Given such an ambivalent history with Halloween, I'm astounded I've managed to squeeze as much blood from that particular turnip as I have in terms of blog entries. But Halloween looms so large in the lives of my children — how could it be otherwise? Most years, Halloween begins for us about a week in advance: there are school Halloween parties, neighborhood Halloween parties.... Basically, by Halloween itself, The Husband and I are wiped out, and bicker over who will do what on Halloween night — is it better be the one at home passing out candy to teenagers whose "costumes" consist of peach-fuzz mustaches and cigarettes (and sometimes infants with their own trick-or-treating bags), or traipse through the neighborhood with two exhausted, overly-sugared fairies?

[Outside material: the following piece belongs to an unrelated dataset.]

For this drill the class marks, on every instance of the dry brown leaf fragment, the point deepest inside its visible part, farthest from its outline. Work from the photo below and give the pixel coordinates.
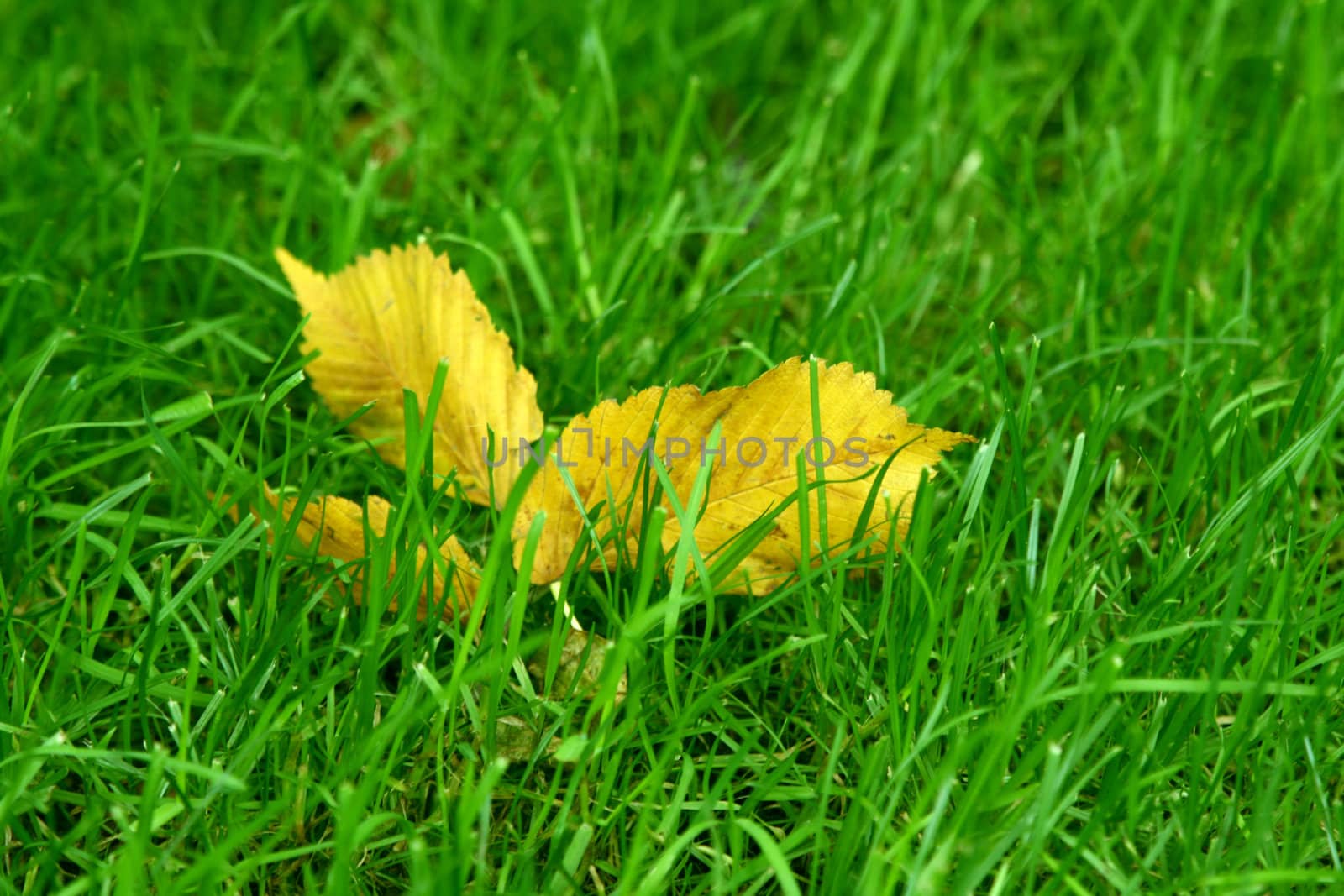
(382, 325)
(765, 425)
(333, 527)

Due to a great stoke of luck, we'll miss most of the auxilary Halloween celebrations this year. Elder Girleen is crushed — only the fact that she's missing them to be a FLOWER GIRL gives her any consolation. I'm thrilled though — at least I don't have to scramble for a costume the afternoon of the preschool Halloween party. Usually I put on a cowboy hat and my boots and leave it at that, but after five years of attending, I've noticed that most of the moms at this particular event show up as ... witches.

This morning, when I took Younger Girleen to school, the front yards we passed were not just dotted with inflatable ghouls and pumpkins, sadly deflated (last year's fad), but gravestones have popped up like toadstools.

These might be the end times, indeed. Our houses are built upon graves, and motherhood resembles a coven.